Yet the series soon introduces characters who turn these national stereotypes upside down. Detective Ruiz’s impulsivity is reflected in the gringo journalist Daniel Frye, an impetuous addict with a dark past. And there are echoes of agent Cross in Adriana Méndez, the hardnosed Mexican journalist whom Frye takes under his wing. Frye and Méndez join forces to investigate the case themselves, representing the mirror image of the pair of detectives. Indeed, each character in The Bridge has a replica on the other side of the border, and government agents from both countries prove themselves complicit in the horrors of the drug war, continuing the discussion of shared responsibility that Traffic put on the table.
Sicario
Like The Bridge, Denis Villeneuve’s Sicario (2015) also begins with a grisly scene on the border. An FBI team led by Kate Macer (Emily Blunt) is preparing to raid a suburban home occupied by cartel gunmen. The raid quickly devolves into an exchange of heavy gunfire, and when the smoke clears, a hole in the drywall reveals a macabre surprise: The spaces between the tract-home’s flimsy walls are stuffed with unidentified bodies wrapped in plastic.
As the opening scene suggests, Sicario paints a bleak picture of the U.S. -Mexico border. In just the first six minutes of screen time, Villenueve renders true the worst fears of many Americans, with faceless Mexicans infiltrating the country as part of a vast criminal network, leaving violence in their wake. The cadavers stuffed into the walls could belong to rival gang members or to illegal immigrants — either way, they are evidence that those “bad hombres” operate beyond the scope of normal morality.
Benicio del Toro interrogates Mexican migrants in a scene from Sicario
Such a depiction can appear to have given in to sensationalism, but really the difference between this film and The Bridge or Traffic is that Villeneuve offers a less empathetic view of his characters and the situations they face. The French-Canadian Villeneuve’s work is characterized by moral ambiguity, and Sicario is no exception. In a drug trade that is often portrayed as a conflict between good and evil, neither side can claim absolute moral superiority.
Sicario lays bare ugly truths about the drug war that can be uncomfortable to accept. Villeneuve’s idealistic U.S. protagonist finds that the struggle against the cartels is not always ethical, transparent or legal. As her eyes are opened to the perverse complexities of the war on drugs, Kate sees the degree to which her own government is willing to compromise its values.
Shortly after Sicario debuted, a city councilman from El Paso convened a panel of journalists and academics to discuss its grim portrayal of the border. Juárez had long been considered one of the most dangerous places on Earth, but at the time of the film’s release, the city was enjoying a steep drop in violence and a revival of cultural and civic life. Most panelists thought Villeneuve’s film painted an unfair picture of the new Juárez. But one saw value in the pessimistic view of border life. The director of an organization that helps migrants who have been the victim of crimes said that the film “serves as a reminder to people that things still aren’t okay in Juárez.”

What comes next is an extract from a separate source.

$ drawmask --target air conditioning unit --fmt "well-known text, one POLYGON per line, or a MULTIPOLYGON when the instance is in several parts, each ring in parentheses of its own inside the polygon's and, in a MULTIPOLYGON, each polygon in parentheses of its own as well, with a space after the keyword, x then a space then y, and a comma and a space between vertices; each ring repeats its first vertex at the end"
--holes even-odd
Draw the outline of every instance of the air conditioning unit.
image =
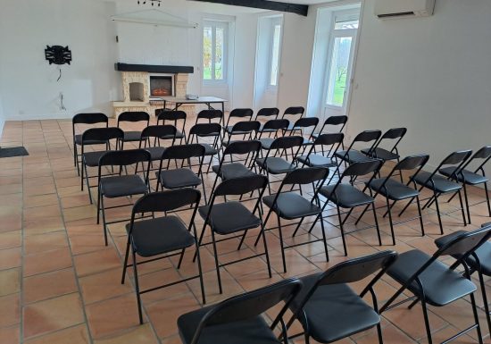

This idea underlines the challenge of depicting the border on screen. It is true that Juárez, Tijuana, and other northern cities are not “okay” — rising murder rates in 2016 make that plain. But neither is the border a one-dimensional place. Manichean portrayals of the U.S.-Mexico divide — in fiction or in real life — do little justice to the lives that are lived on and across it.
As never before, the U.S.-Mexico border is now the subject of media attention and curiosity the world over, owing to the real and symbolic implications of Trump’s plans to extend the wall that separates the two countries. But while the U.S.-Mexico border divides two places that are often out of balance, the people living around it continue to build relationships that transcend differences. Whatever the economic or political circumstances, the ties between people on either side of the border are so fine and so natural as to be almost imperceptible. But to ignore them is folly, whether you’re a screenwriter or the new U.S. president.